In the interim, she noted that residents can access the library’s online resources at waukeepubliclibrary.org and stay connected to the library via Facebook and Instagram.
A Community Comes Together While Staying Apart
The Waukee Parks and Recreation Department developed virtual games and activities for residents while shutting down outdoor activities.
“Closing our playgrounds was probably the hardest decision we had to make, because they were such a great escape for confined residents,” said Summer Evans, Waukee’s marketing and communications director. “That decision was made in partnership with our metro neighbors as a safeguard against the virus.”
In order to keep other city functions “business as usual,” Evans said they’ve been able to use technology and drop boxes to practice social distancing while also still serving utility bill customers, local builders, library patrons and others.
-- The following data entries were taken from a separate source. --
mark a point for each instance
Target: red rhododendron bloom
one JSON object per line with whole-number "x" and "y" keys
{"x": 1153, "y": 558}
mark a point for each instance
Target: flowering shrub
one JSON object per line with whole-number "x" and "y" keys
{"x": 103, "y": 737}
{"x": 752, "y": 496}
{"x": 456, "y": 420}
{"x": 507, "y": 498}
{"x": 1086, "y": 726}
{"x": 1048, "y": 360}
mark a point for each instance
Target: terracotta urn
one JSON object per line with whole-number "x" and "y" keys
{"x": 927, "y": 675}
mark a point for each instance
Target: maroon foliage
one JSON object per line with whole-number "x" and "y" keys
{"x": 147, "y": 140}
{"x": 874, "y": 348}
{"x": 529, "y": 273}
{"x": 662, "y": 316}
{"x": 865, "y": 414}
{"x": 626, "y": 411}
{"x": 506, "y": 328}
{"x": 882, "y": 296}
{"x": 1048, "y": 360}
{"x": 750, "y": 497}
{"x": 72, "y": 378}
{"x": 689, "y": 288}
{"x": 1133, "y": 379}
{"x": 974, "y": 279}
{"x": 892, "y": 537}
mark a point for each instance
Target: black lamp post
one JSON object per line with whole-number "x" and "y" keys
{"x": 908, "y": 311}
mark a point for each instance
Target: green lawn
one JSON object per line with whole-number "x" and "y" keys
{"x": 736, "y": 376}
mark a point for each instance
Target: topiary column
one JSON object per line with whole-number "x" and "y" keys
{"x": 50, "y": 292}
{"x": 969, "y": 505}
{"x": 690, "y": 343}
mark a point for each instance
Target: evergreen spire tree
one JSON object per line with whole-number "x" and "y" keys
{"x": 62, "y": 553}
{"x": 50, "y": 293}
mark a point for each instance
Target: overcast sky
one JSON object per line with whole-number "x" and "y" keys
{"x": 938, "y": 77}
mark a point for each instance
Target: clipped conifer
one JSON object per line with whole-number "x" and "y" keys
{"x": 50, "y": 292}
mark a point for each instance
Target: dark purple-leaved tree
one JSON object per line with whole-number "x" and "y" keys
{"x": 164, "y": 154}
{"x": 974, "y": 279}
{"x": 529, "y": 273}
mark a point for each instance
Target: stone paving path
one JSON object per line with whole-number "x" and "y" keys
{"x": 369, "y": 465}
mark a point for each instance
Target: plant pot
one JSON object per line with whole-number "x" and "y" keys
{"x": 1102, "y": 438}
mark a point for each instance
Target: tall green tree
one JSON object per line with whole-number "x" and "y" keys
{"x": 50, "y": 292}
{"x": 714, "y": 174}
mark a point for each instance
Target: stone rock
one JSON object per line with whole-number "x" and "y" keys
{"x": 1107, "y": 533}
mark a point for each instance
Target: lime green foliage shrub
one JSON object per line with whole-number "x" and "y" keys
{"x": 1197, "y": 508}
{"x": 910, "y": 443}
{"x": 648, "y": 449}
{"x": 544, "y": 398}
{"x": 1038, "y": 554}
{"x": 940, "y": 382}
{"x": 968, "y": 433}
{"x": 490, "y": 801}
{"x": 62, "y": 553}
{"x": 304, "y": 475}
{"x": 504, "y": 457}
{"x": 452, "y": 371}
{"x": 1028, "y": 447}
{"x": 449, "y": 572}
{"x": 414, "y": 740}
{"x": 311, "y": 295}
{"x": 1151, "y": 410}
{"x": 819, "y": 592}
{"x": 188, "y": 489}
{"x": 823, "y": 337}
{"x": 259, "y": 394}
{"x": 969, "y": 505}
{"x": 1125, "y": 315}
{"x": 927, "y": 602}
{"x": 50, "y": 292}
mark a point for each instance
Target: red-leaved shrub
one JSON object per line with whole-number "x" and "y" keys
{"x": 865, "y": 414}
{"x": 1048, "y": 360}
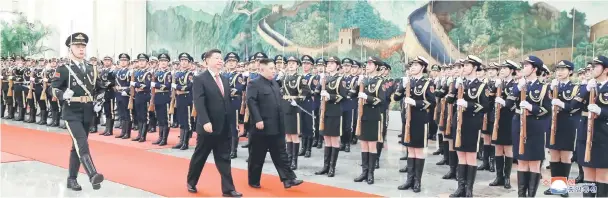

The community has been doing its part, too, according to Mayor Courtney Clarke. “Most have also seemed to follow guidelines such as social distancing and going out only for essential reasons,” said Clarke. “We thank them wholeheartedly for the cooperation. There have also been great displays of good deeds and generosity.”
The same can be said about many Waukee businesses and organizations who have adjusted their operations to better serve Waukee’s residents during the pandemic, such as:
- The Palm Theatres & IMAX, owned by Fridley Theatres, became a drive-up, providing curbside purchases of popcorn and restaurant menu items.
- Peoples Trust & Savings Bank began offering drive-up and driveway business, while assisting businesses with disaster relief aid.
- Rock Valley Physical Therapy implemented telehealth earlier than expected to accommodate patient needs.
- Fresh Mediterranean Express added family meals to its “to-go” menu, and its donation program provided meals to area hospital workers.
- Marco’s Pizza offered meals “to go,” and provided eggs filled with prizes over Easter weekend.
- Meier Chiropractic lowered its prices to help those who have lost their jobs and insurance.
- Home Instead Senior Care was active 24/7, bringing services to clients’ homes so they could be safe and independent.
- The Waukee Area of Commerce held Good Morning Waukee on Zoom, including a Q&A with a local speaker. The Virtual Waukee Chamber Networking Luncheon on Zoom encouraged guests to purchase a meal-to-go at a local restaurant. Business After Hours and Waukee YP’s Casual Coffees used Zoom as well.
While the pandemic has created both challenging and extraordinary experiences for residents and businesses alike, Clarke said the Waukee community has managed to come through and do what it does best—show up and care for each other.